Re: [RFT][PATCH v7 6/8] sched: idle: Select idle state before stopping the tick
From: Rafael J. Wysocki
Date: Wed Mar 28 2018 - 04:13:49 EST
On Wed, Mar 28, 2018 at 12:10 AM, Rafael J. Wysocki <rjw@xxxxxxxxxxxxx> wrote:
> On Tuesday, March 27, 2018 11:50:02 PM CEST Thomas Ilsche wrote:
>> On 2018-03-20 16:45, Rafael J. Wysocki wrote:
>> > From: Rafael J. Wysocki <rafael.j.wysocki@xxxxxxxxx>
>> >
>> > In order to address the issue with short idle duration predictions
>> > by the idle governor after the tick has been stopped, reorder the
>> > code in cpuidle_idle_call() so that the governor idle state selection
>> > runs before tick_nohz_idle_go_idle() and use the "nohz" hint returned
>> > by cpuidle_select() to decide whether or not to stop the tick.
>> >
>> > This isn't straightforward, because menu_select() invokes
>> > tick_nohz_get_sleep_length() to get the time to the next timer
>> > event and the number returned by the latter comes from
>> > __tick_nohz_idle_enter(). Fortunately, however, it is possible
>> > to compute that number without actually stopping the tick and with
>> > the help of the existing code.
>>
>> I think something is wrong with the new tick_nohz_get_sleep_length.

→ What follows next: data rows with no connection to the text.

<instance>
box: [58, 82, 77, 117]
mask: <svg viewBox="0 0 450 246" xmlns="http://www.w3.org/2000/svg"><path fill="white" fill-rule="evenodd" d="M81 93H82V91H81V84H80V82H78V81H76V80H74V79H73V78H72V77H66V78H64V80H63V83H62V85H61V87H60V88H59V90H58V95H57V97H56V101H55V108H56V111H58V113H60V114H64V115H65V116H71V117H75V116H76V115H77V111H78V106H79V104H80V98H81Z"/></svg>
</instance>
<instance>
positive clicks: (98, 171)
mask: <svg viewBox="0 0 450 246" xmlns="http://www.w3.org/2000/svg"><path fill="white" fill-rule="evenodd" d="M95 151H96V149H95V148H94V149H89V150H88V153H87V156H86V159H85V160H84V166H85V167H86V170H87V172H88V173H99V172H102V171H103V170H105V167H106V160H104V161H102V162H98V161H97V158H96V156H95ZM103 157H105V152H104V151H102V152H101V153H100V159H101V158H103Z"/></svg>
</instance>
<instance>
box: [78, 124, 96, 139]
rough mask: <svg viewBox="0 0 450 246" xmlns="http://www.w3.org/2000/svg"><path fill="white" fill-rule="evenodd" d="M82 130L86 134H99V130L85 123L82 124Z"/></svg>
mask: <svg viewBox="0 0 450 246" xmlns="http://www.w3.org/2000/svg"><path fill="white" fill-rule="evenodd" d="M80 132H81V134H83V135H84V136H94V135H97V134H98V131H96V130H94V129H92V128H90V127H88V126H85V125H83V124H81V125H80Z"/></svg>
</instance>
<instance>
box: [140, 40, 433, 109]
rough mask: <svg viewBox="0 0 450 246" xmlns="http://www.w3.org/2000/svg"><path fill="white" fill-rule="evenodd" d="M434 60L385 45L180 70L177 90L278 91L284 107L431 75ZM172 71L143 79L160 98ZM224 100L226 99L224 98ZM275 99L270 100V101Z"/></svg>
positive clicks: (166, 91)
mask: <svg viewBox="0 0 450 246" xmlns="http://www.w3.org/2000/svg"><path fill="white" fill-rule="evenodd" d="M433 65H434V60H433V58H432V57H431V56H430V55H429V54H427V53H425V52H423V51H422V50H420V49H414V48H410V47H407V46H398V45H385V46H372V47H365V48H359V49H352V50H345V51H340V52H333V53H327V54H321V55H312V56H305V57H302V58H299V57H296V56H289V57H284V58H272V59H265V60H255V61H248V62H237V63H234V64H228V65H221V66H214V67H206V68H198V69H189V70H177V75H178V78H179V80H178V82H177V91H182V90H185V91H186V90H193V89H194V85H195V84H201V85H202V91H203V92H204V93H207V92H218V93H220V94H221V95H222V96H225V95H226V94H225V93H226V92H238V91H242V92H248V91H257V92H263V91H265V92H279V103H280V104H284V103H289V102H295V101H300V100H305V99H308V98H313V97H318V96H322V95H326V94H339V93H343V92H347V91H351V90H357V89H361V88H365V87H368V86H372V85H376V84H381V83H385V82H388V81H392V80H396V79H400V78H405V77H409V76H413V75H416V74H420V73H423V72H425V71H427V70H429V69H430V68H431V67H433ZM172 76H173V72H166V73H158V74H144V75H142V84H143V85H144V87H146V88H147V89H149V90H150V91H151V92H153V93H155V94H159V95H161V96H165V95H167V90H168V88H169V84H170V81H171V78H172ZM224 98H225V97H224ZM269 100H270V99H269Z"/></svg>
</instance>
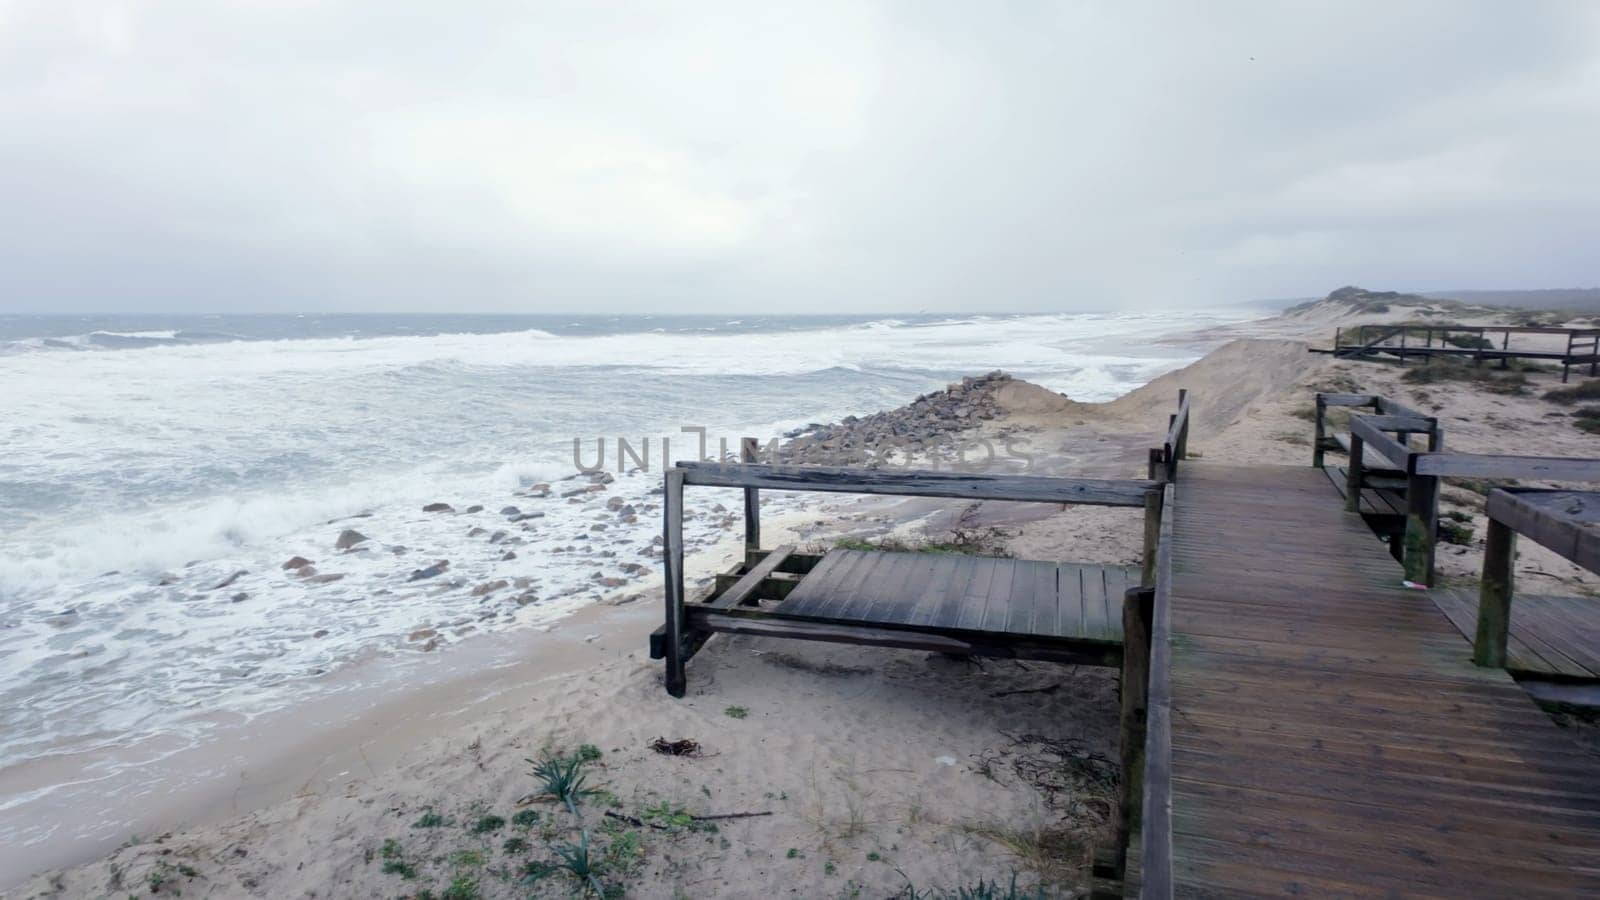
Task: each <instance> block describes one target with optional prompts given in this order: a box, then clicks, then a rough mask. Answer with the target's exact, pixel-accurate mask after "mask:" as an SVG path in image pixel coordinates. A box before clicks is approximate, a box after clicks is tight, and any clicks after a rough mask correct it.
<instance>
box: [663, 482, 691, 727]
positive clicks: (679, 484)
mask: <svg viewBox="0 0 1600 900" xmlns="http://www.w3.org/2000/svg"><path fill="white" fill-rule="evenodd" d="M661 517H662V525H661V528H662V544H661V569H662V580H664V581H666V594H667V642H666V660H667V693H670V695H672V697H683V693H685V690H686V689H688V677H686V676H685V674H683V663H685V660H683V469H678V468H672V469H667V480H666V490H664V492H662V496H661Z"/></svg>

>> It seems to return a value that is too large, ignoring immanent
>> non-sched timer.
>
> That's a very useful hint, let me have a look.
>
>> I tested idle-loop-v7.3. It looks very similar to my previous results
>> on the first idle-loop-git-version [1]. Idle and traditional synthetic
>> powernightmares are mostly good.
>
> OK
>
>> But it selects too deep C-states for short idle periods, which is bad
>> for power consumption [2].
>
> That still needs to be improved, then.
>
>> I tracked this down with additional tests using
>> __attribute__((optimize("O0"))) menu_select
>> and perf probe. With this the behavior seems slightly different, but it
>> shows that data->next_timer_us is:
>> v4.16-rc6: the expected ~500 us [3]
>> idle-loop-v7.3: many milliseconds to minutes [4].
>> This leads to the governor to wrongly selecting C6.
>>
>> Checking with 372be9e and 6ea0577, I can confirm that the change is
>> introduced by this patch.
>
> Yes, that's where the most intrusive reordering happens.
Overall, this is an interesting conundrum, because the case in
question is when the tick should never be stopped at all during the
workload and the code's behavior in that case should not change, so
the change was not intentional.
Now, from walking through the code, as long as can_stop_idle_tick()
returns 'true' all should be fine or at least I don't see why there is
any difference in behavior in that case.
However, if can_stop_idle_tick() returns 'false' (for example, because
need_resched() returns 'true' when it is evaluated), the behavior *is*
different in a couple of ways. I sort of know how that can be
addressed, but I'd like to reproduce your results here.
Are you still using the same workload as before to trigger this behavior?